We propose an instruction set compiled simulation (IS-CS)technique where the program is compiled prior to run time and executed interpretively as shown in Figure 3.The simulator recognizes if the program code of a previously ex-ecuted address has changed and initiates a re-decoding.We achieve both the performance of compiled simulation and ?exibility of interpretive simulation.The simulation perfor-mance of the IS-CS technique is upto 40%better than the best known result [1]in this category.There are two rea-sons for its superior performance.First,the time consum-ing instruction decoding process is moved to compile time while maintaining the ?exibility of interpretive simulation.Second,we use a novel instruction abstraction technique to generate aggressively optimized decoded instructions that further improve simulation performance.

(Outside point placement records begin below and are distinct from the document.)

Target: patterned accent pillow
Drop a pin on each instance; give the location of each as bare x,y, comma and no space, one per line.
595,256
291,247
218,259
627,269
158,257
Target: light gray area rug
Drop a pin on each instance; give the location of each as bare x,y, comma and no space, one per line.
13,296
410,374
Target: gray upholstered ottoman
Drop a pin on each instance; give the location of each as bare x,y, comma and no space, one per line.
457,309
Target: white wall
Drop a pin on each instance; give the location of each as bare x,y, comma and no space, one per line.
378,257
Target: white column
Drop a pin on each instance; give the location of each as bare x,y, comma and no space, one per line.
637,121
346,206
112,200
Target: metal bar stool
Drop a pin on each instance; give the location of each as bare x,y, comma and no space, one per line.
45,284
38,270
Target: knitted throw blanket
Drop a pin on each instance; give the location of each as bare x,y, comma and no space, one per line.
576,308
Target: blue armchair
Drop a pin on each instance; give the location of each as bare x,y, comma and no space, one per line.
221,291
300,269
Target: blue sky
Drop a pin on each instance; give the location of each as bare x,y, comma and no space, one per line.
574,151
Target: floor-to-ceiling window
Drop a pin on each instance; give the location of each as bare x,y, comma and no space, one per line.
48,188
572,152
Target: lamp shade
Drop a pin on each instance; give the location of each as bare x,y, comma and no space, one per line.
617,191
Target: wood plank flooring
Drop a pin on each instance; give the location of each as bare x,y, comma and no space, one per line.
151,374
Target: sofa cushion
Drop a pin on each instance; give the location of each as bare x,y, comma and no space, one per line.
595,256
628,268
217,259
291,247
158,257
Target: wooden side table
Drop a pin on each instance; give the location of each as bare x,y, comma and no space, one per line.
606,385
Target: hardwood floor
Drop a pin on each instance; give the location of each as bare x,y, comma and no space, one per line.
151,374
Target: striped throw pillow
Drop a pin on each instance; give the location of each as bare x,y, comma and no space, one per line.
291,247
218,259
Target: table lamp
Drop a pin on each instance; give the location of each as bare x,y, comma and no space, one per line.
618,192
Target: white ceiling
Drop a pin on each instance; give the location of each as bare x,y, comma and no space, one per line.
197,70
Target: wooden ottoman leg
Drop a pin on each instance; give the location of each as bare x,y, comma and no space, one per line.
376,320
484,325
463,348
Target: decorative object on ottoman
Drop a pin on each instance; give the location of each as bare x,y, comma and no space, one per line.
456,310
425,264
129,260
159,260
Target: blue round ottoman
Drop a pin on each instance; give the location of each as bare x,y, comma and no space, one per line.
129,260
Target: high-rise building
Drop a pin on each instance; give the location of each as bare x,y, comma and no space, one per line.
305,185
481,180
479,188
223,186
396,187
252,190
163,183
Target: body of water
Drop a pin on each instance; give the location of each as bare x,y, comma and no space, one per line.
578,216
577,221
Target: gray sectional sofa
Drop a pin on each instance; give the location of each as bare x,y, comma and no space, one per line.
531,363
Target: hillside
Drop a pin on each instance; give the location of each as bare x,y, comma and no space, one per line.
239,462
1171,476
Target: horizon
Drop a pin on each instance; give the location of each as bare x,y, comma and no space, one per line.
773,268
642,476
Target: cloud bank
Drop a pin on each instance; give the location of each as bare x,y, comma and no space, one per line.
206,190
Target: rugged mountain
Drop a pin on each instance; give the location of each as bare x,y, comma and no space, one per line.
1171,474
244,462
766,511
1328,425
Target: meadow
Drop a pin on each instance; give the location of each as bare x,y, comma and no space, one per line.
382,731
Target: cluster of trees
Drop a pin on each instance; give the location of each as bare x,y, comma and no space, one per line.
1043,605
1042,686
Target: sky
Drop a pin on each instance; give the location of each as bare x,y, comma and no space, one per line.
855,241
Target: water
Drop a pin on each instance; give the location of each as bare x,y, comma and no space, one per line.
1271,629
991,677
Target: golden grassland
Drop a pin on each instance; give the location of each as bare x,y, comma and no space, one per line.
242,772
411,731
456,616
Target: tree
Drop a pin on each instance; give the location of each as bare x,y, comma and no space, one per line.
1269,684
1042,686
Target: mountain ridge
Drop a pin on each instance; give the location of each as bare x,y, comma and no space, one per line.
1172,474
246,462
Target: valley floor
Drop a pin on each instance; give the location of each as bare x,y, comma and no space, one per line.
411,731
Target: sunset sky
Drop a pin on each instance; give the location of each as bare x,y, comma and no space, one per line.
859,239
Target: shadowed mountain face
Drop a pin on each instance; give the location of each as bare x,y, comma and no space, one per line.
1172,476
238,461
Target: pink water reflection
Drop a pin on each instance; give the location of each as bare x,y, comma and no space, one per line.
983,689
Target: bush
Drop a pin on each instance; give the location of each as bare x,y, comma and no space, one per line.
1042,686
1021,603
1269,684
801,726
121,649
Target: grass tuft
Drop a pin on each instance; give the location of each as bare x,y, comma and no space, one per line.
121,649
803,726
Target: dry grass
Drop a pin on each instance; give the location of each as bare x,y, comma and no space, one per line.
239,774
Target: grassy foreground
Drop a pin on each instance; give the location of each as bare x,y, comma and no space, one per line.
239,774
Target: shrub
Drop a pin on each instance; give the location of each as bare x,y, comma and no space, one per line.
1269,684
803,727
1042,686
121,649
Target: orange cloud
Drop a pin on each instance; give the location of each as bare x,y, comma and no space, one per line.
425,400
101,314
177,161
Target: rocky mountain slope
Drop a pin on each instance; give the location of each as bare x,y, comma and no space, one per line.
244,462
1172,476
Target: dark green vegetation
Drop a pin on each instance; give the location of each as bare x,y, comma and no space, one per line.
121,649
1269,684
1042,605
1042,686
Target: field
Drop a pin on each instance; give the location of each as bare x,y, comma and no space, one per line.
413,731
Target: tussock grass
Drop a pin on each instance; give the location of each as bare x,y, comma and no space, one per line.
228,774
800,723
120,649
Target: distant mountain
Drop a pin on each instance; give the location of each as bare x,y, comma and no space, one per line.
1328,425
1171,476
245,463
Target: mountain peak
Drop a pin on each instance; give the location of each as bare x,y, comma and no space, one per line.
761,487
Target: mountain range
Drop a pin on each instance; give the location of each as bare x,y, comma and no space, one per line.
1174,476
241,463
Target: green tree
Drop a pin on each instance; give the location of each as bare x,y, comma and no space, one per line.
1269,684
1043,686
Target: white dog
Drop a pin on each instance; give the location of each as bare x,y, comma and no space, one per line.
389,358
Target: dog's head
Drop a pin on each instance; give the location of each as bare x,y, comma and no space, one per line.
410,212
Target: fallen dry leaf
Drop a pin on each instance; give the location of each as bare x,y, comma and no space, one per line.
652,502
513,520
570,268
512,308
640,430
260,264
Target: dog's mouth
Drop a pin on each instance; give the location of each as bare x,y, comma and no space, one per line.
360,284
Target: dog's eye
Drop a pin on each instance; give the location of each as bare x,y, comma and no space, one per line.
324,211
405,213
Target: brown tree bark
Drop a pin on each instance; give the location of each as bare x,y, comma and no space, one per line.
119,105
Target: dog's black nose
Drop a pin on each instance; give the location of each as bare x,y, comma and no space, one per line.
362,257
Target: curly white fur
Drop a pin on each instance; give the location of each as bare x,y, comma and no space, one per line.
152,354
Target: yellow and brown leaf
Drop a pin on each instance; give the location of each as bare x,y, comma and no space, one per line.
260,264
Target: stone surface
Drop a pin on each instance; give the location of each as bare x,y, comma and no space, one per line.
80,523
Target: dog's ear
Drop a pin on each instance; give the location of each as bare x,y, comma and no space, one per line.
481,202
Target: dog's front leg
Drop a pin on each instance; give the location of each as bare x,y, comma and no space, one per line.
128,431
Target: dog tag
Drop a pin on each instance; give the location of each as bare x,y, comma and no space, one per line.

3.INSTRUCTION SET COMPILED SIMU-LATION
We developed the instruction set compiled simulation (IS-CS)technique with the intention of combining the full ?ex-ibility of interpretive simulation with the speed of the com-piled principle.The basic idea is to move the time-consuming instruction decoding to compile time as shown in Figure 3.The application program,written in C/C++,is compiled using the gcc compiler con?gured to generate binary for the target machine.The instruction decoder decodes one bi-nary instruction at a time to generate the decoded program for the input application.The decoded program is com-piled by C++compiler and linked with the simulation li-brary to generate the simulator.The simulator recognizes if the previously decoded instruction has changed and initiates re-decoding of the modi?ed instruction.If any instruction
Figure3:Instruction Set Compiled Simulation Flow is modi?ed during execution and subsequently re-decoded, the location in instruction memory is updated with the re-decoded instruction.To improve the simulation speed we use a novel instruction abstraction technique that generates optimized decoded instructions as described in Section3.1. As a result the computation during run-time is minimized. This technique achieves the speed of compiled simulation due to compile-time decoding of application as described in Section3.2.Section3.3describes the simulation engine that o?ers the full?exibility of interpretive simulation.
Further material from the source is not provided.